The content of the Queen's speech is easily accessed in a digital age. The 23 Bills which it unveiled will be analysed and debated at length in the coming days and weeks. But the unspoken symbolism of the state opening of parliament itself has much to say to us at a time when the political wind is blowing for reform and the re-ordering of power.
A Roundhead to my bones, I find the whole display bizarre, embarrassing and disturbing in its reinforcement of the iconography of power and privilege and of the shameless exploitation of sentiment to bolster the delusion that it is both the guardian and manifestation of a confident democracy
The Cinderella coach, the cavalry troopers accoutred as 19th century Hussars, various heralds and flunkeys got up like the playing cards in Alice in Wonderland, the trumpet fanfares and all the royal finery are designed to appeal to a nostalgic sense of a 'golden age' of British 'greatness' and self-congratulation: “We do this kind of thing better than anyone else in the world”. The comparison is otiose – other modern democracies generally choose simpler and more egalitarian rites to dignify their elected assemblies.
What we have seen today is not even 'traditional' in the way its defenders would have us believe.

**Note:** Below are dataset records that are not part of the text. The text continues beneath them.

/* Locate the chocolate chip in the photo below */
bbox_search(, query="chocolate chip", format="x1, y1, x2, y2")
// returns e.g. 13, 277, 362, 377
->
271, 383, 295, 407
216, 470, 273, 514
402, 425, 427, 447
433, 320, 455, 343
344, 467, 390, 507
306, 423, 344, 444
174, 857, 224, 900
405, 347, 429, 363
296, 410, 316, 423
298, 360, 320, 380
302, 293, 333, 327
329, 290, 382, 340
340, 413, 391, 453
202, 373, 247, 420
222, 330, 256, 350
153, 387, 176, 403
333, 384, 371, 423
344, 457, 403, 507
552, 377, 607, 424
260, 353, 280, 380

Like so much royal pageantry, it is largely a late Victorian and Edwardian construct, designed to bolster the status of a monarchy which had become unpopular during Victoria's long retreat into mourning. It plainly consolidates inequality and identifies military power with nationhood and emotional identity. Why does the 89 year-old consort of the monarch wear the dress uniform of an Admiral of the Fleet if not for that purpose?

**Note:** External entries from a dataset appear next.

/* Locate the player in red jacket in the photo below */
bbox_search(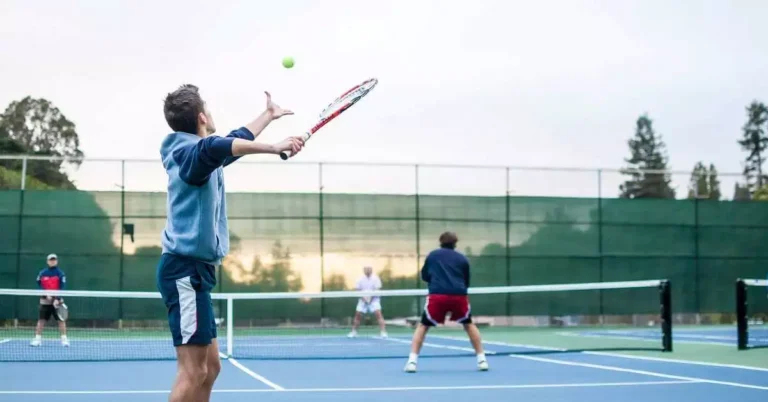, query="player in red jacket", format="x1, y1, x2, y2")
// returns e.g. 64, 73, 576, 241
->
30, 254, 69, 347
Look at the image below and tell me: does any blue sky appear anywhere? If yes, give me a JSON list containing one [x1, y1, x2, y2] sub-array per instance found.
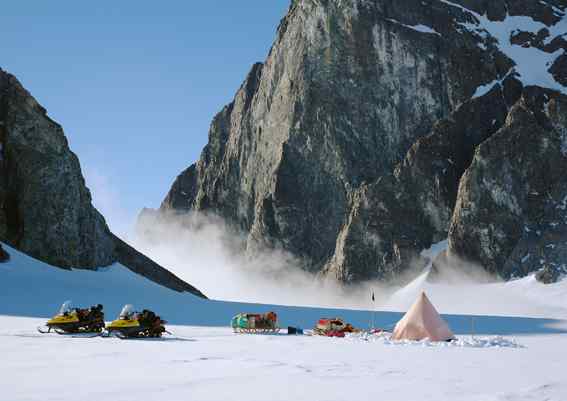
[[0, 0, 290, 234]]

The idea of an hereditary head of state is as absurd as that of an hereditary dentist. And by acquiescing in the semi-religious trappings which go with the exalted 'otherness' of a monarch, we diminish our own dignity and that of a society of democratic citizens. As long as this quasi-mystical status of our head of state requires elected officials to walk backwards in her presence and have that presence announced to the assembled Commons as one of 'majesty', we are, despite the symbolism of the door closed in the face of Black Rod and the ritual irreverence of Dennis Skinner, more the heirs of servitude than of democracy.

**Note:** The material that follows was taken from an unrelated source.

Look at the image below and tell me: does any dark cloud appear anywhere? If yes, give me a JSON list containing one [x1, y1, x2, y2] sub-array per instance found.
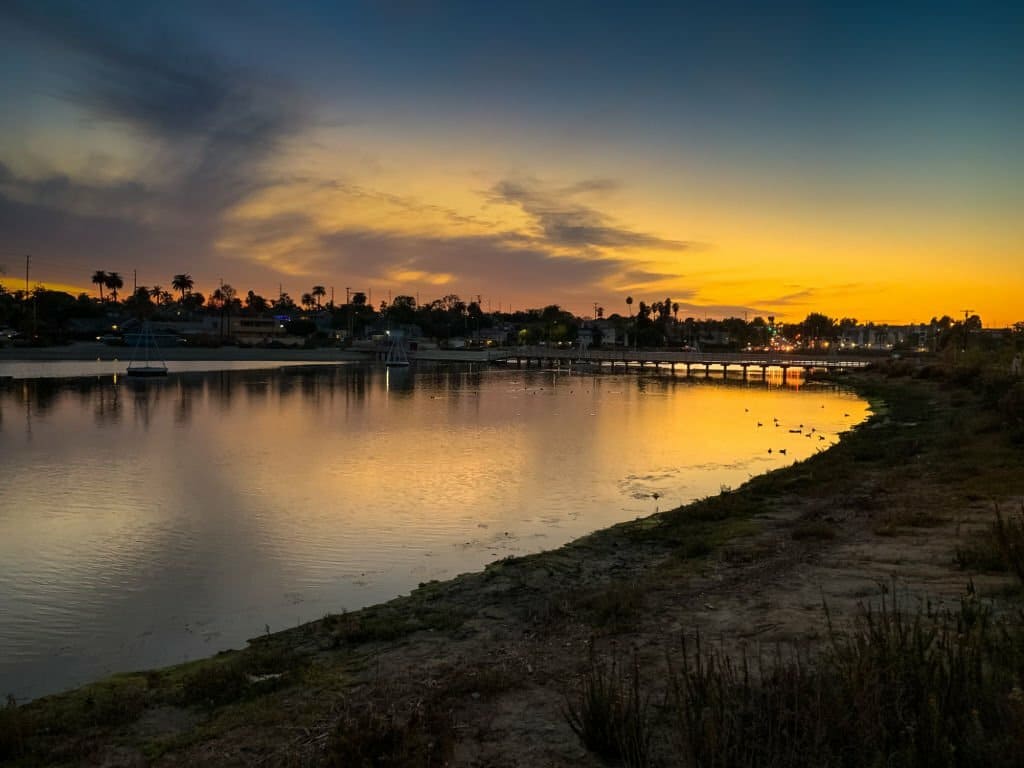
[[0, 163, 150, 216], [321, 229, 623, 303], [3, 3, 306, 219], [489, 179, 692, 250]]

If we must have a monarch, there is much to admire in Elizabeth Windsor. She has been a model of constitutional propriety for as long as most of us can remember. How much more worthy of admiration she could become if she were able to forgo all the militaristic parping and flummery and travel to a new session of the democratic legislature in a plain car, wearing ordinary clothes and escorted by her civilian husband in a morning suit. Better still, she might eschew the scarlet and gold of the chamber which is still the preserve of birth and patronage to deliver the government's programme in the chamber of the elected House.
That really would be a symbol of a confident, modern democracy.